Os preços praticados pela Petrobras e pelo
mercado não seriam limitados pela banda, cuja finalidade é outra, subsidiar os
consumidores toda vez que os reajustes da Petrobras ultrapassassem o teto de
variação. De onde viria o dinheiro para isso? De um Fundo de Estabilização, que
Prates defende. E os recursos do Fundo, de onde viriam? A ideia original era
criar um imposto sobre exportação de petróleo bruto que seria tanto maior
quanto maior fosse a cotação, variando de 0 a 20%. Os senadores rejeitaram o
imposto e as possíveis fontes do fundo seriam os dividendos da Petrobras,
receitas do regime de partilha, royalties etc.
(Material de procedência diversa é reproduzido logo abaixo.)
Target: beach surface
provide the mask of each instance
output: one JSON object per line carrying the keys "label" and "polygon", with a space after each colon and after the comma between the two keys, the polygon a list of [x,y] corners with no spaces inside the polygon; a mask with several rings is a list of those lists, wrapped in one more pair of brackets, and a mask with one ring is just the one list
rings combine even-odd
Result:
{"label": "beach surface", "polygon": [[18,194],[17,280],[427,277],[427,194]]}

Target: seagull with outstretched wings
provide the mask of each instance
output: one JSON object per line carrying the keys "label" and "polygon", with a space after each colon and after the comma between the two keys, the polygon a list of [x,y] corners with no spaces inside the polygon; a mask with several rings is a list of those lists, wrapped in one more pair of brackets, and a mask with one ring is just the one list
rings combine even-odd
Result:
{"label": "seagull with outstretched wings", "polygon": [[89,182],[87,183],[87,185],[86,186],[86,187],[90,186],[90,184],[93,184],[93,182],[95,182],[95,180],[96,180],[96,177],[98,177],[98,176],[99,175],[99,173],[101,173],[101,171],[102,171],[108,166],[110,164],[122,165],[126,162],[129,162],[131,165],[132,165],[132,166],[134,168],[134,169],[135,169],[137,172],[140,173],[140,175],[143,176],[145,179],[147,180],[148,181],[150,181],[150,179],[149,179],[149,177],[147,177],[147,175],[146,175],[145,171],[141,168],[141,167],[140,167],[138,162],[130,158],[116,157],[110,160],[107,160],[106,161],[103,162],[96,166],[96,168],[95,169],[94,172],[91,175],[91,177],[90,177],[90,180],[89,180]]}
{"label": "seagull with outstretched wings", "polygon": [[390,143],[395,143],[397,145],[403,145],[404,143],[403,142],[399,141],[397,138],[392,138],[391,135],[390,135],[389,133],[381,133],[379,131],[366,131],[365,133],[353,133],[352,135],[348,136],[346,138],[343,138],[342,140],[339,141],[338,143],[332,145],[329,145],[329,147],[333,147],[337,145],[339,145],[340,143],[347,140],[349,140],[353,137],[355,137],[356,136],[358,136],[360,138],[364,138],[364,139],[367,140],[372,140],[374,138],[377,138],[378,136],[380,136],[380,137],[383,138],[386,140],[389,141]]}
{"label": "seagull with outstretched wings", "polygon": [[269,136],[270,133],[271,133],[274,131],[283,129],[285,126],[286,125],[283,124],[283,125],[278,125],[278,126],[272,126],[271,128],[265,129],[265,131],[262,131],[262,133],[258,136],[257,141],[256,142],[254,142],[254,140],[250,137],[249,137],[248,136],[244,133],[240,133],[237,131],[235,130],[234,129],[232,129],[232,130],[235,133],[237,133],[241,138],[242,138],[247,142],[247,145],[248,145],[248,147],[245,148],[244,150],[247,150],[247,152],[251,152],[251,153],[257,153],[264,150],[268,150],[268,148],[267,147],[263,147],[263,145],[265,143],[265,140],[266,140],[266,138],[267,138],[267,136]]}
Ainda que não intervenha nos mecanismos de
preços de mercado, uma consequência de fixação de preços como essa é eliminar
aos poucos a concorrência privada. Nas justificativas do projeto, o senador
Carvalho diz que o custo de extração da Petrobras no pré-sal é de US$ 6 e, com
todos os custos incluídos, de US$ 40 no refino. Considerar os custos domésticos
os tornaria menores do que o dos importação, e alijaria concorrentes. As
refinarias privadas que existem no país têm custos alinhados com os que a
Petrobras têm, ou um pouco mais altos. Seria muito difícil a elas concorrer com
a estatal. Essas ideias trariam de volta a gigante Petrobras monopolista,
anulando a abertura hesitante existente hoje.
Lula e o governo contam que, com a
aprovação de Prates para presidir a Petrobras, os preços dos combustíveis caiam
logo. Prates e a nova diretoria podem, como ocorreu na definição do PPI,
definir nova política de imediato, sem complementos das bandas e do fundo de estabilização.
Causaria um barulho político considerável.